Épisode 07 : Des Racines et des Ailes

Derrière les notes

Précédemment dans cette saga... Épisode 06 - La Nouvelle Frontière

Dans son bureau du Sénat, Dayani réfléchissait. Elle repensait à sa vie, à ses épreuves, qui l’avaient amenée là où elle était aujourd’hui. Elle repensait à son fils, qui avait eu l’opportunité de faire de bonnes études dans une école prestigieuse.

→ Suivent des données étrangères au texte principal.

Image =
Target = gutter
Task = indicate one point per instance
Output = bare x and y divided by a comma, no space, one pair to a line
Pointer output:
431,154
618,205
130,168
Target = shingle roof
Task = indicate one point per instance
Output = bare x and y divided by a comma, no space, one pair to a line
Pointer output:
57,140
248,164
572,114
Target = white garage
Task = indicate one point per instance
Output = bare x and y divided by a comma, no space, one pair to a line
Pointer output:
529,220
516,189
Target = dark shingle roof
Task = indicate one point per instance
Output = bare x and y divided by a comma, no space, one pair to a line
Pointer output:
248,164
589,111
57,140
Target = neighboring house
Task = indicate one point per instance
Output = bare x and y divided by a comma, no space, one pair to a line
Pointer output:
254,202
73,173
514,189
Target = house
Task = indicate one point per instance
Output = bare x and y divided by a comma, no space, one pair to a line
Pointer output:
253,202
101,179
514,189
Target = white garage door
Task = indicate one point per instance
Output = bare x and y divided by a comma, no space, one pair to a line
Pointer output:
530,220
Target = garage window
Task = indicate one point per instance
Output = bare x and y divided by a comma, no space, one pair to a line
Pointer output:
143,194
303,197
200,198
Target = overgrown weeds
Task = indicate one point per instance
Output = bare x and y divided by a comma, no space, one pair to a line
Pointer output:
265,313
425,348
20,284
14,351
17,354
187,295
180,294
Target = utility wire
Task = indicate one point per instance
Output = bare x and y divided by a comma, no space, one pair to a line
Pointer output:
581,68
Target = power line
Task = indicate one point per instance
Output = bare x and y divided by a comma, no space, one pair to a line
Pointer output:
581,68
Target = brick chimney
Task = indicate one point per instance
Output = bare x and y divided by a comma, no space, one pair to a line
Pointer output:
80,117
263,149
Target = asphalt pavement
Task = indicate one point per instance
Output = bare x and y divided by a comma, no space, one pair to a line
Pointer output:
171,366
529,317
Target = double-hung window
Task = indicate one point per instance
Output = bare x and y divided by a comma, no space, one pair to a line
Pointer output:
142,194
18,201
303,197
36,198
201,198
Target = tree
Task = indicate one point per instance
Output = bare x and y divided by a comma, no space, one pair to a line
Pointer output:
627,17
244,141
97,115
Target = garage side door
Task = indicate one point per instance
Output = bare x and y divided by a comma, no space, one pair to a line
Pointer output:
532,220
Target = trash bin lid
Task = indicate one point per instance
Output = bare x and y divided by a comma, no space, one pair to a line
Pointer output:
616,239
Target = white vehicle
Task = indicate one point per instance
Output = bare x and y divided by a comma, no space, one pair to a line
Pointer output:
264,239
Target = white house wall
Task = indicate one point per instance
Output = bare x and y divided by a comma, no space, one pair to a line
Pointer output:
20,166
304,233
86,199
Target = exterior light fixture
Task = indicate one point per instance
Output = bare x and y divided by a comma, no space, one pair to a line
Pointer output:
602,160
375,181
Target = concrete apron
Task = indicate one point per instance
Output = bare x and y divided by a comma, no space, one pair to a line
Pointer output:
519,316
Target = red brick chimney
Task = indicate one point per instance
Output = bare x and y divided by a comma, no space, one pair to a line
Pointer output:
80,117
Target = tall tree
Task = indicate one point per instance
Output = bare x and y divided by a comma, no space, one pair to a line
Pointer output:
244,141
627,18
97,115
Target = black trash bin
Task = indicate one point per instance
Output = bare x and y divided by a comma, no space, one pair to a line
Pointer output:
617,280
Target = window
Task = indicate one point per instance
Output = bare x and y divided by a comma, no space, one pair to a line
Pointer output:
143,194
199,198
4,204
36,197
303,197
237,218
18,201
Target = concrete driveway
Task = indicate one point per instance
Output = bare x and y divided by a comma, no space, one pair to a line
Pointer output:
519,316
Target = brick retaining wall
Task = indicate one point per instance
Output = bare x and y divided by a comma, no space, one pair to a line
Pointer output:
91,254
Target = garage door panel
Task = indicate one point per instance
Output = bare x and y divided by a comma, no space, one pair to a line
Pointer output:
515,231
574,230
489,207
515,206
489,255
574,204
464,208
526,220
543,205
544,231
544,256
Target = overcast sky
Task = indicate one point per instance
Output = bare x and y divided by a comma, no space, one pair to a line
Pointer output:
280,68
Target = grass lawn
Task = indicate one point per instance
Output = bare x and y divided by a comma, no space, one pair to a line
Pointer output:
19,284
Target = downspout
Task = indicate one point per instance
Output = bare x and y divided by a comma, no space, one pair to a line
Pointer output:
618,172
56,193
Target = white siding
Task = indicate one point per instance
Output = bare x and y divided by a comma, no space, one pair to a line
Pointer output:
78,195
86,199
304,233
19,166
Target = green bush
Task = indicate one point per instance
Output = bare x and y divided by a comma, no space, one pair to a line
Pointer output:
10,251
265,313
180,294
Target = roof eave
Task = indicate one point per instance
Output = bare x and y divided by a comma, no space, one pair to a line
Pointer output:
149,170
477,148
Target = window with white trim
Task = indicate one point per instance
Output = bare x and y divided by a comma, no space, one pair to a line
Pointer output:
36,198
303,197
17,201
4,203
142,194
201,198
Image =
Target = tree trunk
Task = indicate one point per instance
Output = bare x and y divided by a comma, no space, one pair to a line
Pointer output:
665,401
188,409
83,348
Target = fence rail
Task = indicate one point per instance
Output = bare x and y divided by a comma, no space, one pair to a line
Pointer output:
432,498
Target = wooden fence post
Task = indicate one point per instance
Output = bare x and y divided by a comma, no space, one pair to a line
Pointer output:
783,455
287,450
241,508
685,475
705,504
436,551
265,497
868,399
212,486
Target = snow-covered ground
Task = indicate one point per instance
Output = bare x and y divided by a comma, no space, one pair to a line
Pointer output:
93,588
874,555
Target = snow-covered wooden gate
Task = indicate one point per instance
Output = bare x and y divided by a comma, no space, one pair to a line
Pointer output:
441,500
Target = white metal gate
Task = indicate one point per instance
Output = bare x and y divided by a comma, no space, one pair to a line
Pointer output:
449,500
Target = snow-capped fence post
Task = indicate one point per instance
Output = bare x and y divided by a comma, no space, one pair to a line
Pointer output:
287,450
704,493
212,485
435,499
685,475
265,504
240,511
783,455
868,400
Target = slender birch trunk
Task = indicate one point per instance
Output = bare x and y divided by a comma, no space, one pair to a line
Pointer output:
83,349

Ce faisant, elle pensa à elle, à ce qu’elle avait appris, d’abord au contact de la vieille Zelaya, en lui faisant son ménage. Car Zelaya, dans son infinie sagesse, avait fort bien compris que les parents de la jeune fille n’avaient pas d’argent et, sous couvert de lui faire faire son ménage et à manger pendant qu’elle donnait des cours à Osmin, la vieille femme avait instruit cette jeune fille qui ne demandait qu’à apprendre. Osmin, lui, avait eu la chance d’avoir une mère ô combien débrouillarde, puisqu’elle lui avait permis, en se privant de presque tout, d’offrir à son fils des cours chez cette vieille institutrice. Les deux jeunes gens avaient donc bénéficié de tout le savoir et de toute la sagesse de cette femme qui n’avait plus d’âge.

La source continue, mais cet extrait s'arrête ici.